Vorarlberg / 31.05.2015 • 18:44 Uhr / 4 Minuten Lesezeit
Älpler Norbert Wirth (r.) und sein Sohn Christof auf der Sennalpe „Erles Finne“ oberhalb von Egg.  Fotos: Ludwig Berchtold
Älpler Norbert Wirth (r.) und sein Sohn Christof auf der Sennalpe „Erles Finne“ oberhalb von Egg. Fotos: Ludwig Berchtold

Experten befürchten: Viehbestand auf Ländle-Alpen wird stark zurückgehen.

Egg. Norbert Wirth ist Älpler mit Herz und Seele. Seit 60 Jahren verbringt der Senn mit seinen Tieren den Sommer auf der Alpe „Erles Finne“ auf 1200 Metern Höhe oberhalb von Egg im Bregenzerwald. Früh schon ist er heuer hinaufgezogen. Seit dem 11. Mai trotzt Wirth mit 26 Kühen und einigen Kälbern den unwirtlichen Bedingungen. Das Wetter habe ihnen bisher schwer zu schaffen gemacht. Neuschnee und Regen haben den Wiesen zugesetzt. Für Wirth bedeutet das viel zusätzliche Arbeit.

„Wir gehen gerne hinauf“, sagt der Mann mit überzeugender Stimme. Er sei so aufgewachsen. Sein Sohn auch. Aber bald würden es weniger Alpler sein, die sich den harten Alltag in der Höhe antun. Das Ende der Milchquote erlaubt den Bauern, im Tal zu bleiben. Dort lässt es sich leichter produzieren. „Das ist die größte Gefahr für die Alpwirtschaft“, befürchtet Wirth. Oben, auf der Alpe, habe man die fünffache Arbeit: „Aber die Kühe geben ein Drittel weniger Milch.“ Die ausbezahlte Ausgleichszulage könne das nicht abfedern.

Dass die Bestoßung der heimischen Alpen in den nächsten Jahren deutlich zurückgehen wird, diese Befürchtung hat auch der zuständige Landesrat Erich Schwärzler. „In den nächsten fünf Jahren, wenn der Viehbestand um zehn bis 15 Prozent sinkt, werden Teile der Alpen nicht mehr bewirtschaftet“, sagt das Regierungsmitglied im VN-Gespräch.
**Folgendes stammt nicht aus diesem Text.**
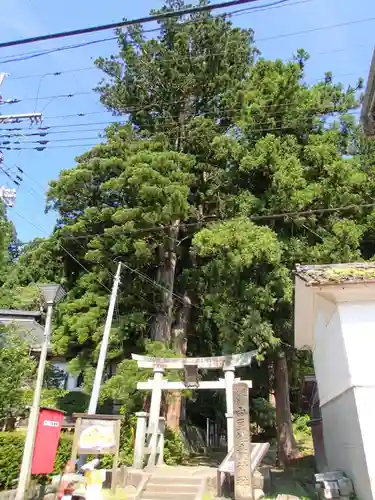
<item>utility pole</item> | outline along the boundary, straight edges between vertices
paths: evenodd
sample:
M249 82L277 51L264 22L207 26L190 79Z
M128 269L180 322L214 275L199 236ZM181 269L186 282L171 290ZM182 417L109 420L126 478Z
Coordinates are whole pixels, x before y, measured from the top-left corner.
M9 76L8 73L0 73L0 86L4 83L5 78ZM0 95L0 103L2 102L2 97ZM0 124L5 123L21 123L24 120L29 120L31 124L41 123L43 121L42 113L23 113L23 114L10 114L2 115L0 114ZM19 176L16 175L17 179L14 179L12 175L2 166L3 155L0 147L0 170L18 187L19 181L22 181ZM18 169L20 172L21 169ZM2 200L6 206L12 207L16 201L16 189L7 188L5 186L0 186L0 200Z
M111 298L109 301L109 307L108 307L108 313L107 313L107 319L106 319L105 326L104 326L103 339L102 339L102 343L100 345L100 354L99 354L98 364L96 367L95 380L94 380L94 385L92 388L90 404L89 404L89 411L88 411L89 415L94 415L96 413L96 409L98 406L100 386L102 384L102 379L103 379L105 358L107 356L109 334L111 332L113 312L115 310L117 291L118 291L118 287L120 284L121 267L122 267L122 263L120 262L118 267L117 267L116 276L115 276L115 279L113 282L112 293L111 293Z
M52 314L56 304L65 297L65 290L60 285L42 285L41 291L47 306L47 318L44 326L44 337L40 351L38 374L35 382L33 404L31 406L27 434L23 449L20 476L15 499L24 500L28 497L31 467L34 454L35 437L38 427L40 398L43 388L44 371L46 367L48 349L51 346Z

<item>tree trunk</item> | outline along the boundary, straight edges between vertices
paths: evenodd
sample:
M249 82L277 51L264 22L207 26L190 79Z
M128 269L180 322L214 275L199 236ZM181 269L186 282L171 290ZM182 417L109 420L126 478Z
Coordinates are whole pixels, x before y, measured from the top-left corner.
M180 310L178 321L173 328L173 344L176 352L181 356L186 356L187 352L187 328L191 311L191 300L184 295L183 305ZM167 411L167 425L170 429L178 431L180 428L180 417L184 413L185 400L181 391L170 393L170 402Z
M279 459L285 464L301 456L292 427L290 412L288 366L284 353L280 353L274 362L276 430Z
M161 305L152 328L152 339L163 342L168 347L171 342L171 328L173 321L173 287L176 272L176 246L180 229L180 221L172 224L168 241L159 249L160 265L157 283L160 285Z

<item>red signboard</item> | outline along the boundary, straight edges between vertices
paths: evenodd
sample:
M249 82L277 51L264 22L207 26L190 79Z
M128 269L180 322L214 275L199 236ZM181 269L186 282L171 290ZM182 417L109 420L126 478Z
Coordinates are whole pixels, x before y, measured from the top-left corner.
M53 472L63 420L63 411L51 408L40 409L31 466L32 474Z

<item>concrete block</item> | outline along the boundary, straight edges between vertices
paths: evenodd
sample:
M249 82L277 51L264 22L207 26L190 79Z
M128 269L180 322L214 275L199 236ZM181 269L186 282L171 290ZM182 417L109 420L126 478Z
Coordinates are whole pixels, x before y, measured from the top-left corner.
M264 497L263 490L259 488L254 489L254 500L261 500Z
M318 474L315 474L315 481L317 483L322 483L323 481L337 481L338 479L342 479L344 477L346 476L341 471L319 472Z
M341 497L348 497L353 493L353 484L348 477L338 479L337 485L339 487Z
Andere, wie Senn Norbert Wirth, schätzen den Rückgang noch höher ein. Er rechnet damit, dass bald jeder Zweite im Tal bleiben wird.
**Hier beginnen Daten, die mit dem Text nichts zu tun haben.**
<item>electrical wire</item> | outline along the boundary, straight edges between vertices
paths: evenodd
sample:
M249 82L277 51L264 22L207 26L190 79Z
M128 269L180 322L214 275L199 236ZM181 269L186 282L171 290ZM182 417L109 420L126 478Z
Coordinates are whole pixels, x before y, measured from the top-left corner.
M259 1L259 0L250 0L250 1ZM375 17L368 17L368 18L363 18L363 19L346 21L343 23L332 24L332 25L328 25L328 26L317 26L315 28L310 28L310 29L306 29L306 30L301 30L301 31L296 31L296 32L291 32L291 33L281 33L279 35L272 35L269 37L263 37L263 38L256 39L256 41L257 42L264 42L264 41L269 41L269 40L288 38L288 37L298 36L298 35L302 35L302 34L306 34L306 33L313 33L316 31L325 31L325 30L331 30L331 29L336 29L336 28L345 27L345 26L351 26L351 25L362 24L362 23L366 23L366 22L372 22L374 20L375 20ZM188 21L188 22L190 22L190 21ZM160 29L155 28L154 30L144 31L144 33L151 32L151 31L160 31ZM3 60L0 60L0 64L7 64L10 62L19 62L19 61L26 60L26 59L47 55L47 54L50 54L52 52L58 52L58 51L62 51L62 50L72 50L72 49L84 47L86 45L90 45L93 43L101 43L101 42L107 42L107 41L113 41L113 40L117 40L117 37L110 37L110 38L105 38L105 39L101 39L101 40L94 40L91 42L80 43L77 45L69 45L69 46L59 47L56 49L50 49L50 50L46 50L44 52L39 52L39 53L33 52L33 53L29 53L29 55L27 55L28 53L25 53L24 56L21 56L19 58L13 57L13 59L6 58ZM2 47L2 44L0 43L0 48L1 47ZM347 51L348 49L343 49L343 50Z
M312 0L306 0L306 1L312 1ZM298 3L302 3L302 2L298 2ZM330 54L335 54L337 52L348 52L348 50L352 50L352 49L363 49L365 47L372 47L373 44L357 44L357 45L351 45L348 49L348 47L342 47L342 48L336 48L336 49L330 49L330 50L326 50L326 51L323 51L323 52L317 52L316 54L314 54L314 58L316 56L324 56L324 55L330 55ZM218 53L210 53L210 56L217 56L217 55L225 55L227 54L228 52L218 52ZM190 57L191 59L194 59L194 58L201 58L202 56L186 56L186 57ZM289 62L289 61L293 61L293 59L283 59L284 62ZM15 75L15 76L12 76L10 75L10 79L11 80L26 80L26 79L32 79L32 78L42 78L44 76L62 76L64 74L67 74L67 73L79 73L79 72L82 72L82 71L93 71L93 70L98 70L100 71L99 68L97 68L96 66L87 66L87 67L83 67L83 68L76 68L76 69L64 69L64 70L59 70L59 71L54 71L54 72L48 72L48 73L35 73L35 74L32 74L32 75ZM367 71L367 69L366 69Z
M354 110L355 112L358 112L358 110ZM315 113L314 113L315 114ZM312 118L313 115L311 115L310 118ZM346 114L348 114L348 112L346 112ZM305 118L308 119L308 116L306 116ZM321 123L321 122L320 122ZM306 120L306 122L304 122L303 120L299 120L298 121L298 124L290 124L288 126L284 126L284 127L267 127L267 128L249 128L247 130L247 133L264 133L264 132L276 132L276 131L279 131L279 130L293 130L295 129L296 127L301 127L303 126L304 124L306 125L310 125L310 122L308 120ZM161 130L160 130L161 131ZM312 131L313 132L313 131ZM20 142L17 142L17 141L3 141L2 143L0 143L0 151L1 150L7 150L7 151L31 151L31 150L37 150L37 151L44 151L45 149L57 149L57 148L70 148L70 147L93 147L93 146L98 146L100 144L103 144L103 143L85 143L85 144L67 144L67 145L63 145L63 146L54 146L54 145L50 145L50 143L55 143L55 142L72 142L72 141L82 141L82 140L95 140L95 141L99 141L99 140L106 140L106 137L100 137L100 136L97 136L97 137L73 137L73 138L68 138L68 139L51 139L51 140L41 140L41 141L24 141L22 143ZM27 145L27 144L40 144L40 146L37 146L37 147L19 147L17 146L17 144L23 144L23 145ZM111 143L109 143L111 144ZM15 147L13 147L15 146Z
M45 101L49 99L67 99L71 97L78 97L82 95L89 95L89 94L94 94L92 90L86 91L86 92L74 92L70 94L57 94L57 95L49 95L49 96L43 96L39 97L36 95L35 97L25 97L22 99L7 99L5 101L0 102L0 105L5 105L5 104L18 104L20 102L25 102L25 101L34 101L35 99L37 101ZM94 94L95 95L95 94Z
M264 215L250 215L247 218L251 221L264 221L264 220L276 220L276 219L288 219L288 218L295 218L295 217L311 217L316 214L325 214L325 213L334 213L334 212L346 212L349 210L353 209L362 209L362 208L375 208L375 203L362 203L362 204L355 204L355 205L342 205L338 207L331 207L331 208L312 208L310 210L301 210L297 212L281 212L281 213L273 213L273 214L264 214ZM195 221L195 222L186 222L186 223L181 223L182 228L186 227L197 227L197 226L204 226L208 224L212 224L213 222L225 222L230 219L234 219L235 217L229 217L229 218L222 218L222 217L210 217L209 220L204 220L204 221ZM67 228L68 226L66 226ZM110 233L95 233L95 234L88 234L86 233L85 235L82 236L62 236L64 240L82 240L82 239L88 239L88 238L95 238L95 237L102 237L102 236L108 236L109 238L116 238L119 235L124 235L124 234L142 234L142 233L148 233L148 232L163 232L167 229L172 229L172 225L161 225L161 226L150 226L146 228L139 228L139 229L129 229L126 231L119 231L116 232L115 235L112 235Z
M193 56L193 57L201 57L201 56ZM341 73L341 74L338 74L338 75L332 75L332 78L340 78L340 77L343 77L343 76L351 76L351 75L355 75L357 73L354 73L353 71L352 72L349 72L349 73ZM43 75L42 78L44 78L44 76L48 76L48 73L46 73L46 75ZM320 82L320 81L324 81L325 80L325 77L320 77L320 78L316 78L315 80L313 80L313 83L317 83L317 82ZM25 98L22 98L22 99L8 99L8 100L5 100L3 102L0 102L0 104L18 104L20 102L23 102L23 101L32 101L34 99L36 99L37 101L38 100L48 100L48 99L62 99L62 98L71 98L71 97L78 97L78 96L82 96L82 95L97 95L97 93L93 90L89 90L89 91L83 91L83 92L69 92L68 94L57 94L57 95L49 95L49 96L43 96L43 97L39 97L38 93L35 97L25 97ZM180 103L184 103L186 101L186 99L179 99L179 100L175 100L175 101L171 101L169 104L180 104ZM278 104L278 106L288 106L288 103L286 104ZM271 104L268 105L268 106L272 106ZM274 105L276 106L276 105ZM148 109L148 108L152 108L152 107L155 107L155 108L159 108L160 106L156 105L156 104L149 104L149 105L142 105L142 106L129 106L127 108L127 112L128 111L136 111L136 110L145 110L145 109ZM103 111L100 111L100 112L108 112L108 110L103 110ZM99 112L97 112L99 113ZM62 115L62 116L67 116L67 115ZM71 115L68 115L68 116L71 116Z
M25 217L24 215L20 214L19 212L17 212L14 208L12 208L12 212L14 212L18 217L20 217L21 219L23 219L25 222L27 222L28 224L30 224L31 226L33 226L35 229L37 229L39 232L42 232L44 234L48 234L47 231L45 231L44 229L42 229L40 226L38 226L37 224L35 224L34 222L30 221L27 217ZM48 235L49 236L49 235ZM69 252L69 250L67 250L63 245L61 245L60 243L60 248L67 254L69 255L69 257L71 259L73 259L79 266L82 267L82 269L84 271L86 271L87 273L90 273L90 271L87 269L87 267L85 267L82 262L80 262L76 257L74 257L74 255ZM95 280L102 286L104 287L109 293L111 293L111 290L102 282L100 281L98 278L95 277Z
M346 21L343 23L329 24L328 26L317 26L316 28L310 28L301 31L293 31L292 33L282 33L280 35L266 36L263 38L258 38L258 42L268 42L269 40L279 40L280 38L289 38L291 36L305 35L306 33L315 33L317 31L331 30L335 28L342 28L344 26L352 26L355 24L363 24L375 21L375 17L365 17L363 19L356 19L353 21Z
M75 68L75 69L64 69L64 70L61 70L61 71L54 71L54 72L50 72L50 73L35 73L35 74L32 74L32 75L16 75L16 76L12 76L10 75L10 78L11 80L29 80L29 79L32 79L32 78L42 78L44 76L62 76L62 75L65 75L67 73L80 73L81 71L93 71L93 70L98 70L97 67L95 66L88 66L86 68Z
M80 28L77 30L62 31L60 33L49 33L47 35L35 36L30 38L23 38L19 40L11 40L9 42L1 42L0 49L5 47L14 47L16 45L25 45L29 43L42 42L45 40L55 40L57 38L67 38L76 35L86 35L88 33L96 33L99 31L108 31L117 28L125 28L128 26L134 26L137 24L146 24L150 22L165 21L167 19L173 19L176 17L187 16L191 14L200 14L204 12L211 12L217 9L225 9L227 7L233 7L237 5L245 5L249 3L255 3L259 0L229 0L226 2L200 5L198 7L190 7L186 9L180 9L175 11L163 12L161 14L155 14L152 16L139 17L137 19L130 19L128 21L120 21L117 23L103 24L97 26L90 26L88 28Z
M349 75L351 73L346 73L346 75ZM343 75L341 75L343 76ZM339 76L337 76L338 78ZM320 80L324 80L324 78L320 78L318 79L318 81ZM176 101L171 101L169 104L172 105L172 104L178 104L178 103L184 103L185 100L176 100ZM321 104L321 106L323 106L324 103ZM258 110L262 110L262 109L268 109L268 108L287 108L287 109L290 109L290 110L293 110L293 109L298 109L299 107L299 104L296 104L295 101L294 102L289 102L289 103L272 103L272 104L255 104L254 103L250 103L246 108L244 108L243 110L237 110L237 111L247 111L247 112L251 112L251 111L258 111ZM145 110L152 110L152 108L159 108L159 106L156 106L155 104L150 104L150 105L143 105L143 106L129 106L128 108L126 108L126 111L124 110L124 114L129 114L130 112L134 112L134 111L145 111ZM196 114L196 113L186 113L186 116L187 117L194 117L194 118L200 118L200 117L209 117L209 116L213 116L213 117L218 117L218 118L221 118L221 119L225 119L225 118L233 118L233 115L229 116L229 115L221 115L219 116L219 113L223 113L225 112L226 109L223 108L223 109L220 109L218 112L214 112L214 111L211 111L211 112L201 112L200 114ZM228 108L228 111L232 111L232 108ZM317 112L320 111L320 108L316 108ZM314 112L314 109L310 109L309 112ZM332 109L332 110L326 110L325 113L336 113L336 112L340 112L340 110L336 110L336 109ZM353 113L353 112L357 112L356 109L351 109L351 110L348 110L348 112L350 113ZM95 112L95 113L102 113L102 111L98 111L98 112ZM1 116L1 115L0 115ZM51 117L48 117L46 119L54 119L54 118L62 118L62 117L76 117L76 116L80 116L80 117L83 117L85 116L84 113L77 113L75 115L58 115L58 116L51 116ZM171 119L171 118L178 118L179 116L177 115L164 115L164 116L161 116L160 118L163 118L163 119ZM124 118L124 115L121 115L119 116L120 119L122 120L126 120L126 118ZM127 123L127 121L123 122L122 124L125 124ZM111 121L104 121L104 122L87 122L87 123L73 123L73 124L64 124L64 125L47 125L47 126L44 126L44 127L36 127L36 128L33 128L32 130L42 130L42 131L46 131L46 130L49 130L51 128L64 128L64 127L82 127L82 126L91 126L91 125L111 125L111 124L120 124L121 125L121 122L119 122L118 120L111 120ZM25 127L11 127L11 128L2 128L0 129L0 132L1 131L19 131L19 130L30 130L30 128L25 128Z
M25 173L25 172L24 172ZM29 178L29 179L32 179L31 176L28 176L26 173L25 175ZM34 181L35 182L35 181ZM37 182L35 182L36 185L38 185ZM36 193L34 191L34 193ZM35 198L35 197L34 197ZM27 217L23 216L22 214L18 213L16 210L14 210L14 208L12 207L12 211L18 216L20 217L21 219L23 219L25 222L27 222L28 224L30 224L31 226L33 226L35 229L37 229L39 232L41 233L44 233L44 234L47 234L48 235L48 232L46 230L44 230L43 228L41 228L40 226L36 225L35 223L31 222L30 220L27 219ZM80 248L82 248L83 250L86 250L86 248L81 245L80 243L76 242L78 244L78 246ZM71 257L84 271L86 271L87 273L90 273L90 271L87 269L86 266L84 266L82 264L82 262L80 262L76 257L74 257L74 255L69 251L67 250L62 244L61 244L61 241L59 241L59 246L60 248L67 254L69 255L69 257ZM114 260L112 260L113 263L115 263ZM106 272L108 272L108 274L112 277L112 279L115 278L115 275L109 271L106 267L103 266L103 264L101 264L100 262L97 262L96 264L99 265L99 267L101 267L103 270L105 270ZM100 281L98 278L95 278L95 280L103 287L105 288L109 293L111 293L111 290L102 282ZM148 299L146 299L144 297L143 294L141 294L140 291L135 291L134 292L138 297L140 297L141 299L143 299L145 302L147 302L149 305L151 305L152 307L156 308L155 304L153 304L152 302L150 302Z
Land zahlt 3,4 Millionen Euro

Dabei nimmt das Land kräftig Geld in die Hand. Von insgesamt rd. 5,7 Millionen Euro Fördermittel im Jahr 2014 kamen etwa 3,4 Millionen aus dem Landhaus in Bregenz. Unterstützt werden die Alpen auch bei der Finanzierung des Personals. Rund 1000 Hirten kümmern sich in den Sommermonaten um das Vieh. Die meisten sind Familienmitglieder. Etwa 400 verdienen einen Lohn. Die Sozialversicherungskosten in der Höhe von zuletzt 330.000 Euro hat das Land Vorarlberg übernommen.
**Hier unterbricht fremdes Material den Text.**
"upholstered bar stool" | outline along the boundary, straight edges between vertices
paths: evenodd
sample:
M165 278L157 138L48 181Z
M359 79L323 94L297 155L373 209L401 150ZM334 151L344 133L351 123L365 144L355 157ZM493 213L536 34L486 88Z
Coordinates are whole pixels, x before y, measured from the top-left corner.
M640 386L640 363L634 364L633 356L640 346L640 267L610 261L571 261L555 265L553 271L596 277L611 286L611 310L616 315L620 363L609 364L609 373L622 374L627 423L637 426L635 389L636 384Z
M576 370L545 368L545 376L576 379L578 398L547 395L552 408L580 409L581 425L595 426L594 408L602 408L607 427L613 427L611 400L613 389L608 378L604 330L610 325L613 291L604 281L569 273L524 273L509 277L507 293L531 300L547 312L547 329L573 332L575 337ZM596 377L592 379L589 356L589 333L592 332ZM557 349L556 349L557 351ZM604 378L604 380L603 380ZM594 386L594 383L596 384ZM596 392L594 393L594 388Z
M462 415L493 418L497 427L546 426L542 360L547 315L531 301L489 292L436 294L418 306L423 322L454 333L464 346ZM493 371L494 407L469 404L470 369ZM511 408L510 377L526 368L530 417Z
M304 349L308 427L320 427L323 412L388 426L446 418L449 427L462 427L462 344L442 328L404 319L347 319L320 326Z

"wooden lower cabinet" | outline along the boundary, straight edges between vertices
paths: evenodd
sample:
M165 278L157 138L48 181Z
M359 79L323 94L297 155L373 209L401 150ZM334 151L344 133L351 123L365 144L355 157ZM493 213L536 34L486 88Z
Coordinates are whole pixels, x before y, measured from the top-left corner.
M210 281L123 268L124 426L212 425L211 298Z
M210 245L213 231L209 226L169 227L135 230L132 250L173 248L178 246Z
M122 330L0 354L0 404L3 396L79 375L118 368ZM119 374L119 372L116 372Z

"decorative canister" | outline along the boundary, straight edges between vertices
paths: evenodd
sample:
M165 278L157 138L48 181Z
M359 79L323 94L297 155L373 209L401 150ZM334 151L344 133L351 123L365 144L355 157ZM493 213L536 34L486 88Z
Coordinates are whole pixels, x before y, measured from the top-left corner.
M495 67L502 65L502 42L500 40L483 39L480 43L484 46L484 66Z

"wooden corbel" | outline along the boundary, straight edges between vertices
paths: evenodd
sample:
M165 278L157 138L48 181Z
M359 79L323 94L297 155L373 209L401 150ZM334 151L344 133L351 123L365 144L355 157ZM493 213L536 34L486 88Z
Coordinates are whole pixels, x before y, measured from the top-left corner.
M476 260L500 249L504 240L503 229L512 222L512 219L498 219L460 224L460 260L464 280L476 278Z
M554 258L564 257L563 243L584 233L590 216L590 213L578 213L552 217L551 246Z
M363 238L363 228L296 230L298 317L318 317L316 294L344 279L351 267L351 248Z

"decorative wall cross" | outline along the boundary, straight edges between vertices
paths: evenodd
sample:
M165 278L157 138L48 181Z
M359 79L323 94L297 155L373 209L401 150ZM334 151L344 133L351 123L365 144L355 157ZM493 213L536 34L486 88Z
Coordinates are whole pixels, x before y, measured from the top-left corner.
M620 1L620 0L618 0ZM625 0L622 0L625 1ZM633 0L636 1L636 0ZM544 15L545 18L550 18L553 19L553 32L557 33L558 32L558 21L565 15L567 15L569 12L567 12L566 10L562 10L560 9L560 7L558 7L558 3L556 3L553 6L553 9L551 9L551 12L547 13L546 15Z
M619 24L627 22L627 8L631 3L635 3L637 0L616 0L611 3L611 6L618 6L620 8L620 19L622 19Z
Ein Drittel der heimischen Kühe wird auf Alpen gesömmert. Die negativen Auswirkungen der Milchquote machen eine gute Leistungsabgeltung noch wichtiger, sagt Landesrat Schwärzler. Heuer sei ein Übergangsjahr. Danach müsse man schauen, wie die Ausfälle an EU- und Bundesmitteln mit Geld aus dem Land kompensiert werden können. „Wir brauchen einen regionalen Spielraum für die Gestaltung der Ländle-Agrarpolitik und damit der Alpwirtschaft.“

Nachbarkühe fehlen

Ein Drittel der erwarteten 40.000 Tiere ist bereits auf den Alpen. Wie viele am Ende heuer tatsächlich in Vorarlberg gesömmert werden, ist noch nicht ganz klar. Es werden wohl weniger sein als in den letzten Jahren. Das hat auch damit zu tun, dass Liechtensteiner und Schweizer Behörden noch immer vor einer Tuberkulose-Ansteckung in Vorarlberg warnen. Den Landwirten drohen hohe Kosten. Dabei haben die flächendeckenden TBC-Tests zuletzt gezeigt, dass die Tierbestände TBC-frei sind, so Schwärzler. Dass die Behörden in den Nachbarländern in den Krisengebieten noch abwarten wollen, dafür habe er Verständnis. Nicht nachvollziehbar sei, dass die Warnung für alle Ländle-Alpen gelte.

Das Ausbleiben der Nachbarkühe verschärft die Situation um die Bewirtschaftung der Alpen weiter. Es sei auch mittelfristig nicht damit zu rechnen, dass alle zurückkommen, meint Schwärzler.

Der Viehbestand auf den Alpen wird zurückgehen.